The original blog post can be found at the Bitmovin Techblog and has been modified/updated here to focus on and highlight research aspects.
The MPEG press release comprises the following aspects:
- Point Cloud Compression – MPEG promotes a video-based point cloud compression technology to the Committee Draft stage
- Compressed Representation of Neural Networks – MPEG issues Call for Proposals
- Low Complexity Video Coding Enhancements – MPEG issues Call for Proposals
- New Video Coding Standard expected to have licensing terms timely available – MPEG issues Call for Proposals
- Multi-Image Application Format (MIAF) promoted to Final Draft International Standard
- 3DoF+ Draft Call for Proposal goes Public
Point Cloud Compression – MPEG promotes a video-based point cloud compression technology to the Committee Draft stage
At its 124th meeting, MPEG promoted its Video-based Point Cloud Compression (V-PCC) standard to Committee Draft (CD) stage. V-PCC addresses lossless and lossy coding of 3D point clouds with associated attributes such as colour. By leveraging existing and video ecosystems in general (hardware acceleration, transmission services and infrastructure), and future video codecs as well, the V-PCC technology enables new applications. The current V-PCC encoder implementation provides a compression of 125:1, which means that a dynamic point cloud of 1 million points could be encoded at 8 Mbit/s with good perceptual quality.
A next step is the storage of V-PCC in ISOBMFF for which a working draft has been produced. It is expected that further details will be discussed in upcoming reports.
Research aspects: Video-based Point Cloud Compression (V-PCC) is at CD stage and a first working draft for the storage of V-PCC in ISOBMFF has been provided. Thus, a next consequence is the delivery of V-PCC encapsulated in ISOBMFF over networks utilizing various approaches, protocols, and tools. Additionally, one may think of using also different encapsulation formats if needed.
MPEG issues Call for Proposals on Compressed Representation of Neural Networks
Artificial neural networks have been adopted for a broad range of tasks in multimedia analysis and processing, media coding, data analytics, and many other fields. Their recent success is based on the feasibility of processing much larger and complex neural networks (deep neural networks, DNNs) than in the past, and the availability of large-scale training data sets. Some applications require the deployment of a particular trained network instance to a potentially large number of devices and, thus, could benefit from a standard for the compressed representation of neural networks. Therefore, MPEG has issued a Call for Proposals (CfP) for compression technology for neural networks, focusing on the compression of parameters and weights, focusing on four use cases: (i) visual object classification, (ii) audio classification, (iii) visual feature extraction (as used in MPEG CDVA), and (iv) video coding.
Research aspects: As point out last time, research here will mainly focus around compression efficiency for both lossy and lossless scenarios.
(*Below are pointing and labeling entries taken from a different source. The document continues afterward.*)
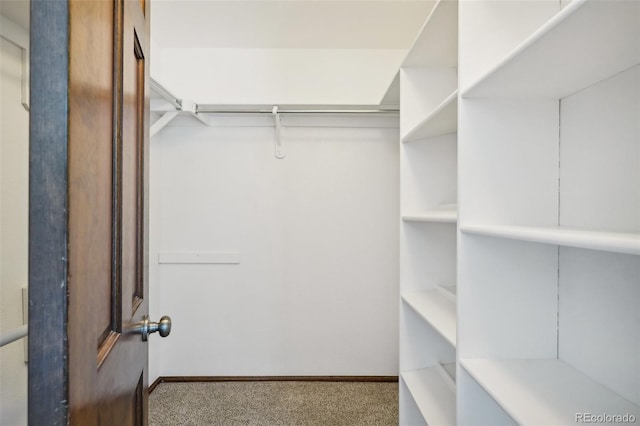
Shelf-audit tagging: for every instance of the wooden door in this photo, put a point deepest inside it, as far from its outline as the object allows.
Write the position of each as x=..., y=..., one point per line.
x=89, y=150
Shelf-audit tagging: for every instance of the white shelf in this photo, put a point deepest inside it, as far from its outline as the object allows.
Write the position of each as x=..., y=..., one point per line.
x=628, y=243
x=450, y=290
x=436, y=309
x=435, y=45
x=434, y=393
x=443, y=120
x=444, y=214
x=545, y=392
x=437, y=42
x=450, y=369
x=584, y=43
x=392, y=94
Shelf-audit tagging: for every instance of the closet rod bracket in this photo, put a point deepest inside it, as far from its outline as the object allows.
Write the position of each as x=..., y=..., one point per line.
x=279, y=151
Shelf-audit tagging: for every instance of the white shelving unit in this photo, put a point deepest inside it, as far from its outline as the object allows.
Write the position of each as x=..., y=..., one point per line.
x=428, y=83
x=442, y=214
x=562, y=392
x=549, y=225
x=436, y=309
x=520, y=238
x=434, y=393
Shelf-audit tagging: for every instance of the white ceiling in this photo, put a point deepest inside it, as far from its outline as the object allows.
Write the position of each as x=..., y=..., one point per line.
x=16, y=10
x=307, y=24
x=312, y=24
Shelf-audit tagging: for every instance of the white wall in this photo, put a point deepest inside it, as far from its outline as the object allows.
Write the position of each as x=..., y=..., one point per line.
x=278, y=76
x=315, y=292
x=14, y=151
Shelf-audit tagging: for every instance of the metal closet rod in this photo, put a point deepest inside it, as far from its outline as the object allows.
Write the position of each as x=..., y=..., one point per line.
x=297, y=109
x=268, y=109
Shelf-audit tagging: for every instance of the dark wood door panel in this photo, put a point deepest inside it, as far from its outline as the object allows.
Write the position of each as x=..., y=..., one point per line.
x=101, y=171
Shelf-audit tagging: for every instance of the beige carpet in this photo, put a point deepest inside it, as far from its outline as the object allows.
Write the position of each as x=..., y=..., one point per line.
x=274, y=403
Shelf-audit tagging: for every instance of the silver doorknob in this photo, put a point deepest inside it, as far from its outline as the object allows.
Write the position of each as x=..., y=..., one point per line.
x=147, y=327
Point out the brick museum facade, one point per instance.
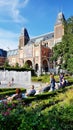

Additionally, communication aspects such as transmission of compressed artificial neural networks within lossy, large-scale environments including update mechanisms may become relevant in the (near) future.
MPEG issues Call for Proposals on Low Complexity Video Coding Enhancements
Upon request from the industry, MPEG has identified an area of interest in which video technology deployed in the market (e.g., AVC, HEVC) can be enhanced in terms of video quality without the need to necessarily replace existing hardware. Therefore, MPEG has issued a Call for Proposals (CfP) on Low Complexity Video Coding Enhancements.
The objective is to develop video coding technology with a data stream structure defined by two component streams: a base stream decodable by a hardware decoder and an enhancement stream suitable for software processing implementation. The project is meant to be codec agnostic; in other words, the base encoder and base decoder can be AVC, HEVC, or any other codec in the market.
Research aspects: The interesting aspect here is that this use case assumes a legacy base decoder – most likely realized in hardware – which is enhanced with software-based implementations to improve coding efficiency or/and quality without sacrificing capabilities of the end user in terms of complexity and, thus, energy efficiency due to the software based solution.
MPEG issues Call for Proposals for a New Video Coding Standard expected to have licensing terms timely available
At its 124th meeting, MPEG issued a Call for Proposals (CfP) for a new video coding standard to address combinations of both technical and application (i.e., business) requirements that may not be adequately met by existing standards. The aim is to provide a standardized video compression solution which combines coding efficiency similar to that of HEVC with a level of complexity suitable for real-time encoding/decoding and the timely availability of licensing terms.
Research aspects: This new work item is more related to business aspects (i.e., licensing terms) than technical aspects of video coding.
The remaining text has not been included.